Forza che talvolta viene stoltamente celebrata come emancipazione da quel che resta del pensiero illuminato e liberale, progressista tanto per intenderci. La medesima forza che viene astutamente cavalcata, senza padroneggiarla in alcun modo, dalle molte istanze populiste ed etnico-nazionali che essa genera e a cui fa credere di poterne disporre a piacimento. Forza acquattata da sempre a due passi dall’umano, che può essere riattivata in ogni momento nel gesto con cui rinunciamo alla responsabilità che siamo a noi stessi e davanti agli altri.

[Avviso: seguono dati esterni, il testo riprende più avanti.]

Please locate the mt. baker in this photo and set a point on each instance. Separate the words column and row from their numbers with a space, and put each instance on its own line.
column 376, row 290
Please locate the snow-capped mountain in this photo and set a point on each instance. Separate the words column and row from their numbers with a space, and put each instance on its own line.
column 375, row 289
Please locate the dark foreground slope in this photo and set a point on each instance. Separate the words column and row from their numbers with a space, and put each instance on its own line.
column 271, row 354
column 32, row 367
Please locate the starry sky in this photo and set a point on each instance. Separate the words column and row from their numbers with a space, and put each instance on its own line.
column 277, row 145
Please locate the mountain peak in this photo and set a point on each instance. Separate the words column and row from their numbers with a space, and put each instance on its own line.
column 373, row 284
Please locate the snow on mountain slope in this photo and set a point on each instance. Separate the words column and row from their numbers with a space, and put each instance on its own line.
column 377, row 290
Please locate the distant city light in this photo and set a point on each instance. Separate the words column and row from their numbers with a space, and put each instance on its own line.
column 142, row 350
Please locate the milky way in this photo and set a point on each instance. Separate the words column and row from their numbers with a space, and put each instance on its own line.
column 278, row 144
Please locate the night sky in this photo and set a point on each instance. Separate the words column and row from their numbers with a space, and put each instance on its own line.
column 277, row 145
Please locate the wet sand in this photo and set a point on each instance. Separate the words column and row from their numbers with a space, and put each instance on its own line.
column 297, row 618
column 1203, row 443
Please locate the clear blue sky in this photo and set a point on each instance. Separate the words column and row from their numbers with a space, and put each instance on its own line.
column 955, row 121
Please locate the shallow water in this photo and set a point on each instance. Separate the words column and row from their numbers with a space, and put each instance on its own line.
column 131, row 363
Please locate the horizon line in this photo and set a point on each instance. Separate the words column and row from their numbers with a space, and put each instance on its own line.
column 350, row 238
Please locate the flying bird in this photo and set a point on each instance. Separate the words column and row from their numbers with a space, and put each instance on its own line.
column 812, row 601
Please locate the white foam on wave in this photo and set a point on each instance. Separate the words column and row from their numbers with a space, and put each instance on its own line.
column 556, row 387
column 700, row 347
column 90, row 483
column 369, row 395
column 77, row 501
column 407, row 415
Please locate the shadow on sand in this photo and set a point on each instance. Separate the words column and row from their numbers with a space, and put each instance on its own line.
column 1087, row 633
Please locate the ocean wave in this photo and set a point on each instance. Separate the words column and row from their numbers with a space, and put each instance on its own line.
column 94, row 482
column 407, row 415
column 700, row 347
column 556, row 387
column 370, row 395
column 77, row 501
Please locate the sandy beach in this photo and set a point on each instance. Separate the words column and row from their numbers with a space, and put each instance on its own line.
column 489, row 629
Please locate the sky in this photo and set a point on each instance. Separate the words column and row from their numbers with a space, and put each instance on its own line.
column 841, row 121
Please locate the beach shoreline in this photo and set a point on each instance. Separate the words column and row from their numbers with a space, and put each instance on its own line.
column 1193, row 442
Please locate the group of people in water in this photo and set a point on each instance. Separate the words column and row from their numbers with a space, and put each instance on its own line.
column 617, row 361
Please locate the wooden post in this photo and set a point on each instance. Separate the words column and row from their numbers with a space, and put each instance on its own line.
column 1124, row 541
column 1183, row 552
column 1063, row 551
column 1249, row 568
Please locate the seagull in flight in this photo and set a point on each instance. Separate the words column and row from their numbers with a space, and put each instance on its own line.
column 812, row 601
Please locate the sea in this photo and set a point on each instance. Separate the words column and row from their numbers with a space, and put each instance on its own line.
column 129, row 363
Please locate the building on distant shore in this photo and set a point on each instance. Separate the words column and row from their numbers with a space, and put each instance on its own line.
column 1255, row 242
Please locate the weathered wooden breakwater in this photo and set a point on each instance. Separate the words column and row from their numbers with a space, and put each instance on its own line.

Tutto ruota intorno a essa, ma continuiamo a fare come se non ci fosse, come se non si stesse impossessando di noi. Inconfessabile, perché rimessa in circolo dalle nostre stesse concessioni. Non un destino ineluttabile, dunque, ma l’esito di una volontà prometeica e di una stoltezza infantile. Taciuta ovunque, perché pronunciarla vorrebbe dire riconoscere una fine, l’esaurimento epocale dell’umano stesso, il limite di un invalicabile.
Il cittadino è nudo
Cosa accomuna, dunque, Charlie Gard e gli algoritmi di controllo etico dell’intelligenza artificiale? Cosa attraversa le grandi questioni della configurazione dell’umano a-venire nella stagione in cui la loro soluzione viene delegata illimitatamente alla società degli esperti (nuova oligarchia asettica del potere che ci esautora di ogni diritto di parola)? Detto in una battuta: la dismissione, lenta ma inesorabile, della nostra sovranità di cittadini. Per un attimo ci siamo inebriati di una sovranità senza più sudditanza, abbiamo bevuto lunghe sorsate dalla sua coppa munifica, e poi ci siamo assopiti senza accorgerci che si trattava di un dono da custodire con sagacia, e non di un diritto acquisito che si perpetua da sé.
Camuffata dalla retorica liberale o sfruttata cinicamente dalla logica del neoliberalismo, la dismissione della sovranità è la segnatura dei nostri giorni che ci rende tutti sudditi di potenze senza forma e senza luogo, che estendono il loro dominio fin dentro il tesoro prezioso dei nostri affetti più cari, sfruttando l’instabilità ingorda del nostro desiderio dimentico di ogni contingenza.
Non c’è da sorprendersi se la miseria della politica odierna non riesce neanche ad abbozzare una parola in merito, affaticata come è a preservare l’ultimo simulacro del proprio potere che le è stato tolto di mano da tempo. Più preoccupante il fatto che nemmeno la comunità cristiana sembra avere qualcosa da dire in merito, perdendosi in bagatelle di casa elevate a questioni dirimenti per il destino e la configurazione della Chiesa. Mancando così del tutto quella sensibilità per la giustizia delle cose quotidiane che abita, un po’ confusa ma convinta, il cuore delle generazioni più giovani – che sono in cerca di maestri che indichino la via da percorrere, senza sostituirsi a loro nell’impresa, capaci di fermarsi al punto giusto per consegnarli al loro personalissimo itinerario di vita.